This text was prepared by Max ben-Aaron for the January 2004 edition of the NEMES Gazette.  

 

The Museum's New Model Machines Gallery

When the Charles River Internet Center was planned, the design included a gallery on the ramp that would separate it from the Charles River Museum of Industry. The original intention was to have an exhibit of the history of the telecommunications industry in the space that would be opened up. Karen Leblanc started the ball rolling by submitting a proposal to Verizon, which resulted in a grant that provided the railings and the alcoves for the new gallery.

When Dan Yeager assumed the directorship of the Museum, he realized that the implementation of the original plan would be very expensive; the effort to raise the necessary funds could take years. So he revised the plan: the new gallery would be used to house rotating exhibits and have to be home-grown i.e. rely on assets and resources then available to the Museum.

Plans were made to start by having an exhibit of models -- both models owned by the Museum and models loaned by members of the New England Model Engineering Society, which has close ties to the Museum and which provides the 'Oil Can Gang', the volunteers who work in the Museum on Thursdays and who would provide most of the manpower needed to bring the new gallery into existence.

Stands for the exhibits in the alcoves were designed and students in the Waltham High School were co-opted to fabricate necessary the steel supports. Under the able guidance of Dan and Fred Widmer, the stands were capped with oval table-tops and installed. Bill Nolan wired and put up the track lighting that makes the display so dramatic. Meanwhile, the Museum's model collection was surveyed and a number of models were refurbished to participate in the exhibit. President Norm Jones and members Dick and Mike Boucher, and Todd Cahill generously offered to provide their models on behalf of NEMES.

The exhibit was scheduled to open on November 25th when the Museum would be celebrating its annual Founder's Day, which commemorates Michael Folsom, whose efforts brought the Museum into being. As the due date approached, the intensity of the effort increased, and the Thursday Volunteers ended up working furiously on Friday, Monday and Tuesday, almost up to the very last minute. The exhibit was finally ready, about an hour before the opening.

Before dinner, guests were treated to a demonstration of new line-shaft installation, with the little Rhodes shaper manfully working across the face of a cast iron block. Glittering models, several running under compressed air, were show-cased splendidly under the carefully focused spotlights, an auspicious start to the newly-inaugurated gallery.

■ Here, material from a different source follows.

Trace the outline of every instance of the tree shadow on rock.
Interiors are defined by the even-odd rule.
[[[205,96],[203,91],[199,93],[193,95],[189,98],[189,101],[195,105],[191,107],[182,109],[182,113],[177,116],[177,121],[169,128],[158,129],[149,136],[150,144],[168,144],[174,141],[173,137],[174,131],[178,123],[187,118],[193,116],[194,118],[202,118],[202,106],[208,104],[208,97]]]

At the entrance to the gallery, a striking model of a 'Virginia' live-steam loco, made by Walter Bush, is juxtaposed with Dick Boucher's chassis, also of a 'Virginia' with the Museum's magnificent 'Flying Scot' loco, (another Walter Bush creation), mounted on a lower tier. Opposite, next to the Museum's own double-expansion steam engine model, made by George Eli Whitney when he was ninety years old, is George Collard's working triple-expansion model, also by Whitney. This tour-de-force has a different reversing gear for each cylinder -- Walschaert's, Marshall and Fink, and they all work.

A steeple engine and a beam engine by Todd Cahill, Mike Boucher's oscillating marine engine and Norm Jones' make-or-break gas engine and double-acting steam engine round out the NEMES contribution. The extraordinary quality of their models (and Dick's) is a credit to NEMES. All in all, a great display of superb craftsmanship; it would not be out of place in the Science Museum in London.

The gallery could not have been achieved without the hard work of Karen Leblanc, Dan Yeager, Bill Nolan and the 'Oil Can Gang': Fred Widmer, Bill Brackett, Bradley Ross, Dick Boucher, Finnbarr Murphy, Max ben-Aaron.